The fir trees disappeared over a few days, leaving a new vista of scrub and stumps. But the lumberjacks, or whatever they are called these days, had left a deciduous tree on its own, standing tall in the middle of devastation. Its trunk was thin, twisted, spindly, warped, even anaemic, deeply affected by the coniferous thuggery that had crowded out its normal growth patterns. No branches, just a burst of growth at the top, where it managed to find its own supply of life-giving sunlight. I don’t know how it got there. Perhaps a seed carried by the wind. Or deposited by an animal. But it found itself in an environment foreign to what suits it best. And in spite of the obstacles, it survived and flourished as best it could.
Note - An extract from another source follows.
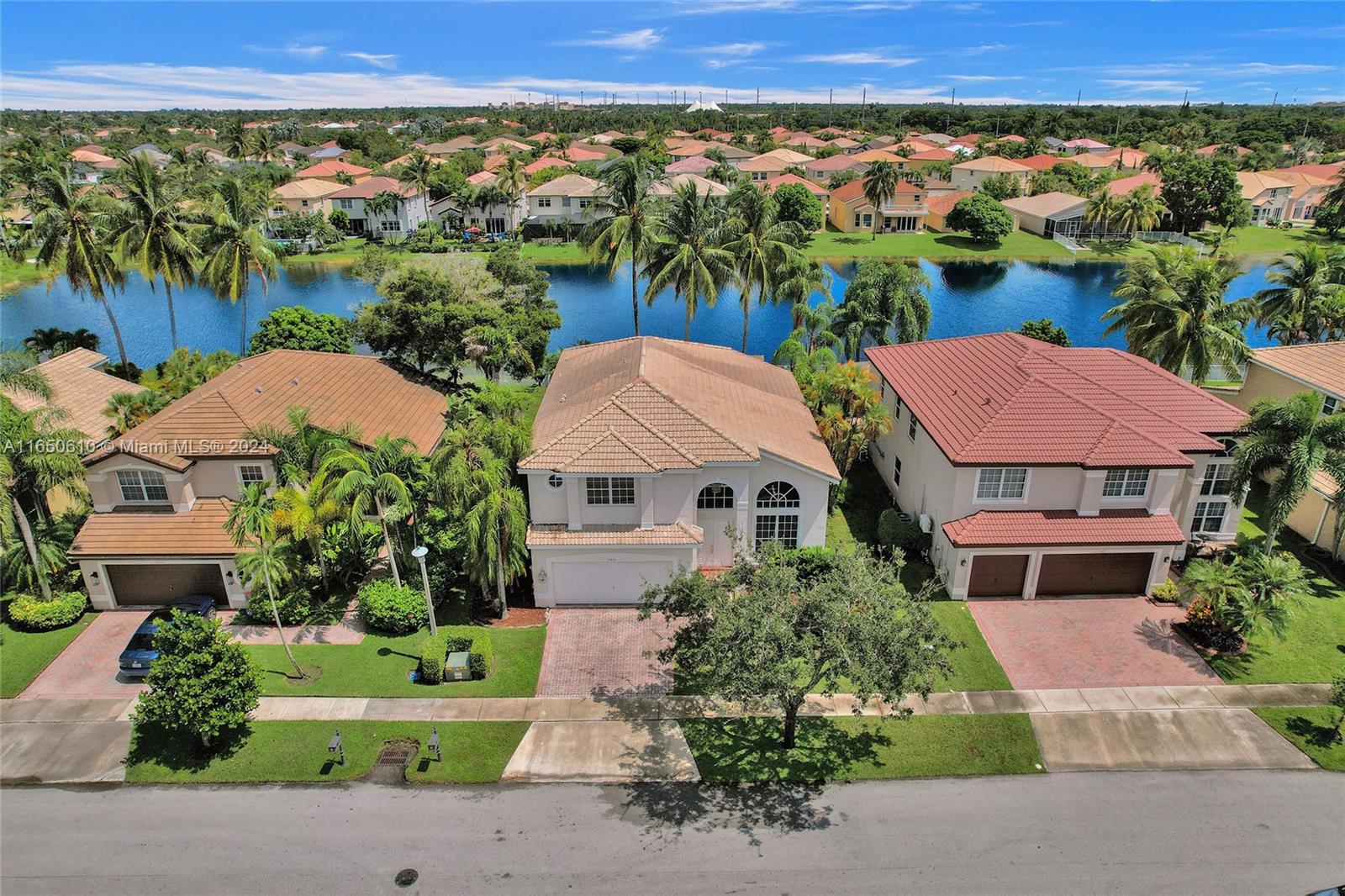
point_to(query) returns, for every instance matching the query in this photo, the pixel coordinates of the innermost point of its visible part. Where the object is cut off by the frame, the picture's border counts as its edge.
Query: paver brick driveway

It could have given up, beaten by the difficulties, but it continued to fight its way regardless of its circumstances.

We go through life, shaped and moulded by our experiences. Sometimes our natural growth patterns prevail. At other times we get stunted by the environment in which we find ourselves. But we have a choice – we either fight our way through, overcoming whatever circumstances life throws at us, or we give up and settle for second best. Easily said I know, but Paul has given us an example in Philippians 1, where he used his incarceration in a Roman prison to share the Gospel of Jesus Christ with the palace guard. And by so doing, he has encouraged many Christians through the ages since. He could have wallowed in self-pity, riven by depression, but instead he fought his way through the injustice of his imprisonment to spread the message of the Son of God.

I don’t know what will happen to the tree now. It’s probably confused, but once Spring arrives, I’m sure it will shout a burst of thanks and start sprouting the greenery at the top, and perhaps even a shoot or two from its trunk. Nothing to hold it back now. An overcomer.